Selected enhancers were scanned with the Deaf1, ZIPIC, Schlank, and CG12236-PB PWMs [1]. Matches with a log-likelihood ratio, calculated relative to the background nucleotide distribution, greater than 6 were considered further. For each motif’s sites, occupancy scores were calculated, with an occupancy of 1 corresponding to the optimal site. Deaf1 and CG12236-PB have compact motifs with little degeneracy, making motif matches unambiguous. Schlank sites with predicted occupancy scores less than 0.5 and ZIPIC sites with predicted occupancy scores less than 0.05 were eliminated from further consideration. Mutations to selected sites were designed manually to maximally disrupt predicted binding affinity according to PWM score while avoiding creation or disruption of overlapping sites for TFs anticipated to be relevant to mesoderm development. In most cases (118 out of 135 motif instances), a single nucleotide change was sufficient to disrupt predicted binding, while the largest change involved mutation of just 3 nucleotide positions. Mutant enhancers differed from wildtype by a minimum of 1 nucleotide and a maximum of 19.

Wildtype and mutant enhancers were synthesized with flanking barcodes and Gateway Clonase recognition sequences with the following structure for cloning into our reporter constructs: Gateway attB1 site, primer binding site (SQ3), enhancer barcode, Bmt I restriction enzyme site, enhancer element (wildtype or mutant), reverse complement of the same barcode, primer binding site (rc(SQ5)), and the reverse complement of the Gateway attB2 site. All but one (the Deaf1 and ZIPIC double mutant allele for the enhancer ChIPCRM2000) of the resulting 96 sequences were successfully synthesized and cloned into the pUC19 vector (Gen9). The Act57B and β3Tub60D control enhancers described in the text were prepared by PCR from OreR genomic DNA followed by site-directed mutagenesis, with cloning sites and barcodes added as above. Sequences of all tested constructs are provided in Additional file 3: Table S3.

Construction of enhancer-reporter library

As the original enhancer-FACS-seq approach was based upon a DNA-seq readout of abundance of the enhancer element, but QeFS is based upon paired RNA- and DNA-seq readout of reporter transcripts and templates through targeted sequencing of degenerate tags in the 3′ UTR of the reporter element, the original pEFS reporter backbone [1] needed to be modified in several ways. Ligation-free mutagenesis was used to introduce two sets of primer binding sites into the 3′ UTR of the reporter gene template. These primers facilitate later construction of the lookup table sequencing library and the RNA- and DNA-seq libraries. Additionally, conventional restriction digest cloning was used to introduce a library of degenerate 20-mer sequences into the 3′ UTR of the reporter template in a parallel fashion, thus creating a library of reporter backbones, each with a unique 20-mer tag.

Each enhancer construct was cloned independently into the pQeFS reporter backbone and individually validated by Sanger sequencing before being pooled at equimolar concentrations, creating a final enhancer-reporter library of ~ 320 unique enhancer-reporter constructs suitable for injections. The enhancer-reporter library was constructed such that there are multiple reporter tags per enhancer, but with each tag linked to a unique enhancer. We determined the uniformity of enhancer representation in this pool and generated a lookup table that associates enhancer barcodes with reporter tags, by a custom high-throughput sequencing approach.

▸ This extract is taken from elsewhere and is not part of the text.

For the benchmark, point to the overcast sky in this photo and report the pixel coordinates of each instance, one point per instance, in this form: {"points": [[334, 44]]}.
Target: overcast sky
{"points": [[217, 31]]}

Generation and sequencing of lookup table

To generate the lookup table, a portion of the library pool was first digested with BmtI, which cleaves (1) in the 3’ UTR of the reporter transcript, directly adjacent to the degenerate 20-mer tag, and (2) directly adjacent to the enhancer barcode that is most distal to the reporter promoter, and then re-circularized by intramolecular ligation. The re-circularized product juxtaposes the enhancer barcode in close proximity to the degenerate 20-mer. The ligation product was purified by a Zymo DNA Clean and Concentrator column. PCR was then used to amplify the product of interest and label the product with adapters (Illumina P5 and P7, a custom sequencing primer, and the Illumina index read 1 primer) necessary for Illumina sequencing. Following amplification, the library was size-selected with SPRI beads at a ratio of 0.8x beads:library products.

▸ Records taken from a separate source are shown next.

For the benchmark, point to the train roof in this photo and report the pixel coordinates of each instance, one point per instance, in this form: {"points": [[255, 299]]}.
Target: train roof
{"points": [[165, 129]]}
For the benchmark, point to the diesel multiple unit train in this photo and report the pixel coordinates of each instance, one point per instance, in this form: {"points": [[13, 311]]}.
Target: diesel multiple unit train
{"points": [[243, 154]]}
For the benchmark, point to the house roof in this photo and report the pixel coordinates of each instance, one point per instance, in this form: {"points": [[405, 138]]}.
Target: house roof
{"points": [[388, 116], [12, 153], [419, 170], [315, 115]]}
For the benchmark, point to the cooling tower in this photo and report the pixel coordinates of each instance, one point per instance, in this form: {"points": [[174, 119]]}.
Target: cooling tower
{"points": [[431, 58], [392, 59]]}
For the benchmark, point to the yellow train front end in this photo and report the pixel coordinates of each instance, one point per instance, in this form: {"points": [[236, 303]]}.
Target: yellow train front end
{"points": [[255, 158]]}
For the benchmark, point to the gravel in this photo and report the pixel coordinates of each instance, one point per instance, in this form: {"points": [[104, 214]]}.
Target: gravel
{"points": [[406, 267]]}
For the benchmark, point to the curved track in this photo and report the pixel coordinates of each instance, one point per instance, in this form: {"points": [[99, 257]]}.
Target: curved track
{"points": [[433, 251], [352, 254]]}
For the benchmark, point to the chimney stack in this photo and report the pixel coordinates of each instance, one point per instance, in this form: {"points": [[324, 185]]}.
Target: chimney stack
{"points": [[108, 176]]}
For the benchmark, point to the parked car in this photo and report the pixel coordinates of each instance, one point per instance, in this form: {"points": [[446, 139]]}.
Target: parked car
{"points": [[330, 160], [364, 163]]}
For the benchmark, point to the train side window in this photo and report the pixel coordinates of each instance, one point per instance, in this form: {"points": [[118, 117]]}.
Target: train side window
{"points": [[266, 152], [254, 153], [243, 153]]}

A custom sequencing primer (“LUT_sequencing”) was designed and used to sequence the lookup table library on an Illumina MiSeq instrument with 70 cycles of read 1 sequencing and a 6 cycle index 1 read. A total of 35,247,345 raw reads were sequenced, and 33,876,153 Passed Filter reads were identified, a rate of 96%. A total of 33,322,759 reads had the expected Illumina index.

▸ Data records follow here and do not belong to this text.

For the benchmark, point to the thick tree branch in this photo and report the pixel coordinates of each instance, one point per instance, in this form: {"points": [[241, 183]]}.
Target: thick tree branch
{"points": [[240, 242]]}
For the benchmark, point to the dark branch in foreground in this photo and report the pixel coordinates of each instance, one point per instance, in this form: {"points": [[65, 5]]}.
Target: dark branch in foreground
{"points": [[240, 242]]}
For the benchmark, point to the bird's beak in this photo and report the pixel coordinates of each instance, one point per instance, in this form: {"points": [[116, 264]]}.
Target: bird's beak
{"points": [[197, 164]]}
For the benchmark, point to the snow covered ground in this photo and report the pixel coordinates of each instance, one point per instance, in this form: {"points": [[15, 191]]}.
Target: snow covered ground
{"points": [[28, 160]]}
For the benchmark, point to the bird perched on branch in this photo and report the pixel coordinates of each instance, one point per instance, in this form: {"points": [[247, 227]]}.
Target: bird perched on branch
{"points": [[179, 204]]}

Enhancer barcode-tag pairs obtained by lookup table sequencing were compared to expected barcode-tag pairs obtained by Sanger sequencing during library cloning to define true positive pairs. In seven cases, additional tags were defined as positive following empiric thresholding of barcode-tag sequencing read counts for individual enhancer barcodes. This final list of barcode-tag pairs was used to build a pseudo-genome for mapping QeFS sequencing reads.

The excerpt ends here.